El lema escogido para 2016 es especialmente intuitivo y cercano a la sociedad: “Vivir para contarlo”. Dicho aspecto se enmarca dentro de la campaña Sendai siete, lanzada por la Agencia de Naciones Unidas para la Reducción del Riesgo de Desastre  (UNISDR) que establece las siguientes 7 metas durante los próximos 7 años (2016-2022).

  • 2016 – Meta 1: Reducir considerablemente la mortalidad mundial causada por los desastres para 2030, buscando que la mortalidad mundial promedio entre 2020 y 2030 sea inferior en 100.000 a la mortalidad registrada en el período 2005-2015;
  • 2017 – Meta 2: Reducir considerablemente el número de personas afectadas en el ámbito mundial para 2030, buscando que la cifra promedio mundial entre 2020 y 2030 sea inferior en 100.000 a la cantidad registrada en el período 2005-2015;
  • 2018 – Meta 3: Reducir para 2030 las pérdidas económicas directas ocasionadas por los desastres con relación al producto interno bruto (PIB) mundial;
  • 2019 – Meta 4: Reducir considerablemente los daños causados por los desastres en las infraestructuras esenciales y la interrupción de servicios básicos, en particular en las instalaciones educativas y de salud, entre otras cosas mediante el aumento de su resiliencia para 2030;
  • 2020 – Meta 5: Aumentar considerablemente el número de países que cuentan con estrategias nacionales y locales para la reducción del riesgo de desastres para 2020;
  • 2021 – Meta 6: Aumentar considerablemente la cooperación internacional con los países en desarrollo mediante un apoyo adecuado y sostenible para complementar sus acciones nacionales para la aplicación de este Marco para 2030;
  • 2022 – Meta 7: Aumentar considerablemente la disponibilidad y el acceso de las personas a sistemas de alertas tempranas para múltiples amenazas, al igual que a información y evaluaciones del riesgo de desastres para 2030.

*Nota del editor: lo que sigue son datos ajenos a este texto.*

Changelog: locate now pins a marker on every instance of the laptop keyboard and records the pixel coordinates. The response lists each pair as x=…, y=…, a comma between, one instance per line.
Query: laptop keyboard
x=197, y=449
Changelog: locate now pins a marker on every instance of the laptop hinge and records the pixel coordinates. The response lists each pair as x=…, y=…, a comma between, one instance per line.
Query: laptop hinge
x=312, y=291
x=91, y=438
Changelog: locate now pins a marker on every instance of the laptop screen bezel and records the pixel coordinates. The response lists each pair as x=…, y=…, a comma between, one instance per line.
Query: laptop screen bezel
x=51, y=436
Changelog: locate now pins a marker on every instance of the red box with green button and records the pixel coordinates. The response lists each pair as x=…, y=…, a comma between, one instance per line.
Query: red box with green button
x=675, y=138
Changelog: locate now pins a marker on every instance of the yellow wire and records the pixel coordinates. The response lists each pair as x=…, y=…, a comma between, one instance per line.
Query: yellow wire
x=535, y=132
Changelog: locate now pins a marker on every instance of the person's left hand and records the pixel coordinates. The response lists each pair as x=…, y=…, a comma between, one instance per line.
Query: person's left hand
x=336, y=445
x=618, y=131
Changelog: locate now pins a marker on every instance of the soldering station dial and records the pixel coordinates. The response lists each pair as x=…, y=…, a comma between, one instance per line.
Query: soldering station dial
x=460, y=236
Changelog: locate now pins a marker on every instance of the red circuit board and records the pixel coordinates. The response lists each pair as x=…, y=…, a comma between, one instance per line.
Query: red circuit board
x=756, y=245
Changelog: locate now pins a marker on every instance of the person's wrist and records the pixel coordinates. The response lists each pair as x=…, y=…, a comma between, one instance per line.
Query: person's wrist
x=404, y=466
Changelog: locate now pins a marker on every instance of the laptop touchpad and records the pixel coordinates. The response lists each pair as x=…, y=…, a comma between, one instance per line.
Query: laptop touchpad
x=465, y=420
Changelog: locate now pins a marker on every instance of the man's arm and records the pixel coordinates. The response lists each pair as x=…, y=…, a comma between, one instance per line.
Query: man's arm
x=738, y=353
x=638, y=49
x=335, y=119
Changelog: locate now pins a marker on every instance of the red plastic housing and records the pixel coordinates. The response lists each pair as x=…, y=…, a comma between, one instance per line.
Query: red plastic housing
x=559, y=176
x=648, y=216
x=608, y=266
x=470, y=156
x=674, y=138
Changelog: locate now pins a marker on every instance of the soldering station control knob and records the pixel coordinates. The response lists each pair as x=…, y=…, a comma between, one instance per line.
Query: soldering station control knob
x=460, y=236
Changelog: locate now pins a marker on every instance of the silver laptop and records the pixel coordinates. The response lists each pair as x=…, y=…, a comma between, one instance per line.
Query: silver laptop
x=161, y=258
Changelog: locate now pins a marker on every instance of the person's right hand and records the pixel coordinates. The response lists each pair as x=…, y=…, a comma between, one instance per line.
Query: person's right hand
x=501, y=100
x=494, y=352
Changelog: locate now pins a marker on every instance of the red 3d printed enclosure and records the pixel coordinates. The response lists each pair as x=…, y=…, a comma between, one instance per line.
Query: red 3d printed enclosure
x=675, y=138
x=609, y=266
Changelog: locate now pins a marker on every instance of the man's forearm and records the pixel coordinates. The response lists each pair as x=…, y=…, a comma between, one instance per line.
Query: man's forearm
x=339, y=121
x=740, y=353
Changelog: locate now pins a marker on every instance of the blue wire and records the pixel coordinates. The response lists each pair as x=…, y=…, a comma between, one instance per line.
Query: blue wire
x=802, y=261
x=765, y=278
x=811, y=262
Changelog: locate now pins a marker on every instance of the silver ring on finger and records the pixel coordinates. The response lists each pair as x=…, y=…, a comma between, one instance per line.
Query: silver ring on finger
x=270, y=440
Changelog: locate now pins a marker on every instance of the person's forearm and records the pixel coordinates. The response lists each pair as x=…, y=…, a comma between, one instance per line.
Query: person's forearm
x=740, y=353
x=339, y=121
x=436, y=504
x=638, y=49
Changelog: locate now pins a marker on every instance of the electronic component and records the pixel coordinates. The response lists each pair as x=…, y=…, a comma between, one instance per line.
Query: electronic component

La importancia de la meta en la que nos centramos este año es indiscutible ya que durante 2005 y 2014 se han producido una media de más de 70.000 muertes anuales por desastres. Si tenemos en cuento los grupos más afectados, destacaremos la importancia de aplicar un enfoque diferencial sin el cual, será imposible el cumplimiento de dicha meta. Los datos muestran que el impacto de los desastres en mujeres, niños y niñas es altamente desproporcionada, la probabilidad de que estos/as mueran debido a un desastre es hasta 14 veces mayor que la de los hombres. Además  del nivel de afectación que sufren las personas con alguna discapacidad, las personas mayores y la población indígena.

Vivir para contarlo, lema aparentemente sencillo, pero con ingentes implicaciones. ¿Estaremos a la altura este año?